The scientists in the latest study also reevaluated size estimates of known pterosaurs. This included shrinking one of the most complete Jurassic pterosaurs yet discovered, Dear sgiathanch from the Isle of Skye in Scotland. Darling Its wingspan has been revised from about 2.5 m to 2.04 m. It remains a large animal, comparable to a British eagle or swan today.

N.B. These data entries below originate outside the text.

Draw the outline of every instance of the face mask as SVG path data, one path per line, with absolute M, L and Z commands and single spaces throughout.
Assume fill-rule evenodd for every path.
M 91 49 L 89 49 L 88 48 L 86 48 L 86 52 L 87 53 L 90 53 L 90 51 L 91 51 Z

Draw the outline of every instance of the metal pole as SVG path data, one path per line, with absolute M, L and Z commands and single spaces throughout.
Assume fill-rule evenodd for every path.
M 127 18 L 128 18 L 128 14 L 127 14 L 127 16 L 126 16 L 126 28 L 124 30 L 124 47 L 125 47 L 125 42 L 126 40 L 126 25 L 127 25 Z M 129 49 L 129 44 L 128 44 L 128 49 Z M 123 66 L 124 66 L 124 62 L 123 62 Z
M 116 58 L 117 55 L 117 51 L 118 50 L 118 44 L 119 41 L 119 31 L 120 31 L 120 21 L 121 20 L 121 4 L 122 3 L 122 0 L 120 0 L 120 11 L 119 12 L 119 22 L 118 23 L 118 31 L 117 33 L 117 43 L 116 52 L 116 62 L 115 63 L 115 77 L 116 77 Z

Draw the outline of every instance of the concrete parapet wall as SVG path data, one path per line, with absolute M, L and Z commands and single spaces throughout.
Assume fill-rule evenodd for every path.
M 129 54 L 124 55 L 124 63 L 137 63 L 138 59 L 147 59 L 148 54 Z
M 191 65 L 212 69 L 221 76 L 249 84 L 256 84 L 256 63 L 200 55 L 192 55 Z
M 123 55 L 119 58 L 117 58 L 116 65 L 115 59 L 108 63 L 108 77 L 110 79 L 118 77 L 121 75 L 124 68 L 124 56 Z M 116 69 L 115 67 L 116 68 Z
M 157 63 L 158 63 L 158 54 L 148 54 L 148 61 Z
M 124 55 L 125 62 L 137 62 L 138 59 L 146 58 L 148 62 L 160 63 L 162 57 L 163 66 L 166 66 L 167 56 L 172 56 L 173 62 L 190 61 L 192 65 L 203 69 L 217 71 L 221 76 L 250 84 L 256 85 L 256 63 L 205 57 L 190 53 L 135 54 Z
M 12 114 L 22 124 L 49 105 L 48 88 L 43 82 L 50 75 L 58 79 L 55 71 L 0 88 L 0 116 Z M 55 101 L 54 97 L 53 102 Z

EC K2576 joins the growing community of British Jurassic pterosaurs Darling and the recently described, more modestly sized (1.6 m wingspan) Ceoptera also from Skye.
Why fossils are important
I am an ecologist with a strong interest in anatomy and biomechanics. Bones allow us to infer behavior through functional anatomy - the shape, size, and structure of bones reflect their function. And bones can also inform us about the life history of the individual - for example, through growth and signs of injury and disease.
I've written about inferring parental care in pterosaurs based on skeletal growth. Sometimes we get a fossil skeleton that records a particular behavior-like fighting, predation, sex, or care of young.
This study is interesting because knowledge and insight in anatomy and biomechanics are applied to reconstruct elements of morphology (body shape and form) and the life history of an extinct species.
Extrapolation from isolated bones and fragments can be applied more broadly - to reconstruct the sizes of other extinct animal groups, such as dinosaurs and aquatic reptiles including ichthyosaurs, mosasaurs and plesiosaurs. By reimagining extinct ecosystems, we can better understand how the world and its ecological communities functioned in the past and differed from the present.
This article is republished from The Conversation under a Creative Commons license. Read the original article.
Jason Gilchrist is not an employee of, an advisor to, an owner of stock in, or a recipient of funding from any company or organization that would benefit from this article, and has disclosed no relevant affiliations beyond his academic appointment.